Le Quai d’Orsay l’a assuré à plusieurs reprises : la France n’a pas de « mercenaires » en Ukraine. En effet, elle aurait des forces spéciales… à en croire l’Express.
« Appréciée des Ukrainiens pour son imagerie satellitaire, la France les accompagne aussi sur le terrain », relate ainsi l’hebdomadaire dans un article publié le 29 juillet et sobrement titré « derrière les opérations clandestines de l’Ukraine, l’aide discrète de la DGSE et du MI6 ».
« Les opérations sont réussies aussi parce qu’on les aide ! », a également déclaré un ex-haut cadre de la DGSE, le renseignement extérieur français, au magazine, ce dernier faisant l’éloge des méthodes des services ukrainiens en Russie et rappelé l’entraînement prodigué par la CIA des années durant.
« Les pays baltes et les Pays-Bas les ont aidés sur les questions techniques. Le MI6 et la DGSE sur l’opérationnel », a lâché, toujours auprès de l’Express, un haut cadre français du renseignement.
« Des militaires du 13e Régiment de Dragons Parachutistes et du Service action de la DGSE seraient présents », peut-on encore lire, l’Express renvoyant à Intelligence Online qui avait évoqué fin juin ce « soutien » français aux services ukrainiens. « Des membres des commandos marine également, a appris L’Express », poursuit alors l’hebdomadaire sans en dire davantage sur leur mission.
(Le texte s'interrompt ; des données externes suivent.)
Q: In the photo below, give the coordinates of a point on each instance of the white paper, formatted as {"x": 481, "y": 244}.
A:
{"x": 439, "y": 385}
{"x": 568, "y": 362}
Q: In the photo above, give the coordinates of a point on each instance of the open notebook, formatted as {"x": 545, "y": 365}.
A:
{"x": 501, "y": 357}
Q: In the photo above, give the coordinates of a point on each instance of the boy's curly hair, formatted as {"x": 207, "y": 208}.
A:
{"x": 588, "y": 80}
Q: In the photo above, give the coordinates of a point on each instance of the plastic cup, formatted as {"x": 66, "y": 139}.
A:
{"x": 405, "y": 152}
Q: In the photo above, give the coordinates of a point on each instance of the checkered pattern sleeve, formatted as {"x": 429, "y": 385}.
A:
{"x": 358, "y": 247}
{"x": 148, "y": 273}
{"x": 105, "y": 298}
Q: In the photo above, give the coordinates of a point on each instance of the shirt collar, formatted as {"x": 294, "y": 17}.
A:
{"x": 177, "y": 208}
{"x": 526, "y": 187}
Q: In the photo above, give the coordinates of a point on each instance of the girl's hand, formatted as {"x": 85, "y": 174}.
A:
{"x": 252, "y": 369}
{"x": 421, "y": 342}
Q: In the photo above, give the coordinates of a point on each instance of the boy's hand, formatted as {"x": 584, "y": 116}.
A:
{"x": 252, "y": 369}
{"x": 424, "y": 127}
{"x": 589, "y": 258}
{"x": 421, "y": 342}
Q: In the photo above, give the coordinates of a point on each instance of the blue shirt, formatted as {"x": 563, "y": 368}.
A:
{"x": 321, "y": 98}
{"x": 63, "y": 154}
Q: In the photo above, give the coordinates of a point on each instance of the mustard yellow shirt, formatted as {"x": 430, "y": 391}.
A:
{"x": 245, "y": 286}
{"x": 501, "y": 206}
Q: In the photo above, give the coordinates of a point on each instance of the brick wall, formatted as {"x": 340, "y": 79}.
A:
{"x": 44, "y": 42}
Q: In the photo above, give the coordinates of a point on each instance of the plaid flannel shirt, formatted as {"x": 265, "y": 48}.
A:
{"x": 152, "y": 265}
Ce dernier relate alors avoir interrogé une source au sein de l’état-major des armées françaises, qui « dément la présence du 13e RDP, sans commenter la présence du Service Action ni celle des commandos marine », des forces spéciales de la Marine nationale. « On ne parle pas des forces spéciales. La présence de militaires en Ukraine est liée aux vacations habituelles à l’ambassade », a déclaré cette même source à L’Express.
Moscou à mis en garde à plusieurs reprises certaines chancelleries occidentales ayant pris fait et cause pour Kiev, contre toute implication directe dans le conflit ukrainien. Certaines armes de pointe – notamment les missiles de croisière, employés pour frapper en Russie – ne peuvent être opérées que grâce à l’aide des pays fournisseurs.
Des mises en garde qui se sont récemment élargies aux États qui laissent leur espace aérien ouvert aux drones ukrainiens venant frapper les infrastructures civiles dans le nord de la Russie.